This Module is really great!
I would like to have the ability to limit the users you can flag as friends to certain roles. Right now you can even bother administrators with your friend request.
Keep on rocking!

Comments

sirkitree’s picture

Assigned: Unassigned » sirkitree

Flag2 has an access check function now which will be utilized in Flag Friend2.

I'll keep this open for now and move it to the 2.x branch when i start that, which will be very soon.

timlie’s picture

Subscribing to this feature request.

crea’s picture

Subscribing.

crea’s picture

Title: Check for Roles to Flag » Permissions who can flag who
Version: 6.x-1.0-rc2 » 6.x-2.x-dev

Moving to 2.x
Now the question is what is the proper place for such functionality ? Perhaps it should be separate module so other user flags could benefit too ?

crea’s picture

Title: User flags: who can flag who » Permissions who can flag who
Project: Flag » Flag Friend
Component: Flag core » User interface
Assigned: Unassigned » sirkitree

Some thoughts on features and UI:
- checkboxes to select "roles allowed to be flagged using this flag"
OR
"roles can't be flagged using this flag" - probably better since we must be able to exclude admins but include users.
- checkboxes "let following user roles decide whether they like to be flagged using this flag". When it's selected, user is presented with checkbox (in account settings or somewhere else) "Let others flag me". Ofcourse, exact text should be customizable per-flag.

Since there's already Flag access fieldset with "roles allowed to use this flag" it's good candidate to form_alter into.

crea’s picture

Title: Permissions who can flag who » User flags: who can flag who
Project: Flag Friend » Flag
Component: User interface » Flag core
Assigned: sirkitree » Unassigned

Moving to Flag module because it seems to be general feature that could be useful to all "user" flags and not just to Flag Friend.

quicksketch’s picture

Title: Permissions who can flag who » User flags: who can flag who
Project: Flag Friend » Flag
Component: User interface » Flag core
Assigned: sirkitree » Unassigned

I don't think this is a very common use-case. Providing "exclusion" checkboxes by role is a confusing UI concept. Any time you "check the box to disable something" it's a difficult concept for users to understand. However in the case of roles, things are compounded further by the fact that users have multiple roles. So if you had a user that was both an "moderator" and an "editor", the user might end up being excluded from flagging because they are an "editor", when the "moderator" role should be allowed. Typically role assignments are compounded together. So a user being any of the specified roles would match.

crea’s picture

Ok will you accept patch that implements this in "enable roles" way ? I'm already working on it.

crea’s picture

Status: Active » Needs review
StatusFileSize
new4.33 KB

Attaching first version of patch. This patch only implements "target roles" for user flags. This may need additional work depending on #720672: Make $flag->access (and _multiple) act in a consistent manner cause I find current situation with access overwriting too messy.

crea’s picture

StatusFileSize
new5.41 KB

Fixed bug with action not set properly. Also created new convenience method $flag->get_action_by_status

crea’s picture

StatusFileSize
new5.57 KB

Added (minor) user roles sanitization as recommended by security team.

crea’s picture

StatusFileSize
new6.16 KB

Reordered some checks. Cosmetic changes to comments

crea’s picture

Status: Needs review » Needs work
quicksketch’s picture

I'm uncertain about this as a feature request. It seems like possible, but not at all common, situation to accommodate for.
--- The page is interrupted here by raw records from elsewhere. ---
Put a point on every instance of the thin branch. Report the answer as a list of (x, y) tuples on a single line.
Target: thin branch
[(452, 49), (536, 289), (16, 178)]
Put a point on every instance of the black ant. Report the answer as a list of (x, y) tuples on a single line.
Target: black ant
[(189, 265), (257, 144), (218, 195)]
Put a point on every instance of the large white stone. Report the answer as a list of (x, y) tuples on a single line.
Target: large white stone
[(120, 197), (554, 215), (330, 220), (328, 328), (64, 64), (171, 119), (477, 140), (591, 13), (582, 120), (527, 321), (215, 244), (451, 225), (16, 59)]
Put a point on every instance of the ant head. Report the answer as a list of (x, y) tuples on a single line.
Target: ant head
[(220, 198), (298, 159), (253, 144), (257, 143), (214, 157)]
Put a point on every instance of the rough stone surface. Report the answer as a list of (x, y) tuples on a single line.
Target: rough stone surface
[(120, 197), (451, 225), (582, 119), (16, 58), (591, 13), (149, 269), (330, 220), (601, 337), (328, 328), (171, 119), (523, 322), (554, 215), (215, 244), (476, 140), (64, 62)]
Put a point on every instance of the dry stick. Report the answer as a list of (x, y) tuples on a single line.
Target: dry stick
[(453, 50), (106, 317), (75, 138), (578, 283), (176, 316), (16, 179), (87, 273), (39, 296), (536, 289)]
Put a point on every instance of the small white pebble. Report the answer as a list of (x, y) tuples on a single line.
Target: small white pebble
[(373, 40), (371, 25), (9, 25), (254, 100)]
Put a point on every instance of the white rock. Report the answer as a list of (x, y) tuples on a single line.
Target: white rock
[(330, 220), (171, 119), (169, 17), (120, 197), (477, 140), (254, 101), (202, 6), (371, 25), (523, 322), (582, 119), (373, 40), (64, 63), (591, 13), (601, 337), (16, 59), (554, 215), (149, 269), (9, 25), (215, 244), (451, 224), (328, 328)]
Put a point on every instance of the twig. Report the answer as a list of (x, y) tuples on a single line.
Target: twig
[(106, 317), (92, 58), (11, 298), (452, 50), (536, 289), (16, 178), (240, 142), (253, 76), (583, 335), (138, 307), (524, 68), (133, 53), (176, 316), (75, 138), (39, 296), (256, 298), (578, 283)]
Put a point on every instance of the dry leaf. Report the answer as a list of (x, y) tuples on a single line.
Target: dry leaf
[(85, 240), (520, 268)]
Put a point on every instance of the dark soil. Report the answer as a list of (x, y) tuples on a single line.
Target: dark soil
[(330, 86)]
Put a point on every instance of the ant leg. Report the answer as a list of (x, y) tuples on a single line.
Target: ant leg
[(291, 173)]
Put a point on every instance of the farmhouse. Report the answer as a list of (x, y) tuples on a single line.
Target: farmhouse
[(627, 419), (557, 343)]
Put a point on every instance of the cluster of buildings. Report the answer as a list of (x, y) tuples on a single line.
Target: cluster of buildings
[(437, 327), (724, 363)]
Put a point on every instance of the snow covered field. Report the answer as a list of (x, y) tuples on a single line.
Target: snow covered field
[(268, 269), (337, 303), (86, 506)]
#720672: Make $flag->access (and _multiple) act in a consistent manner is ready to move forward when you get a chance to review.

crea’s picture

Common usecase: exclude admins/moderators from being flagged.

joachim’s picture

Status: Needs work » Closed (won't fix)

I think this would be best handled in a separate contrib module; the flag access API makes this possible now.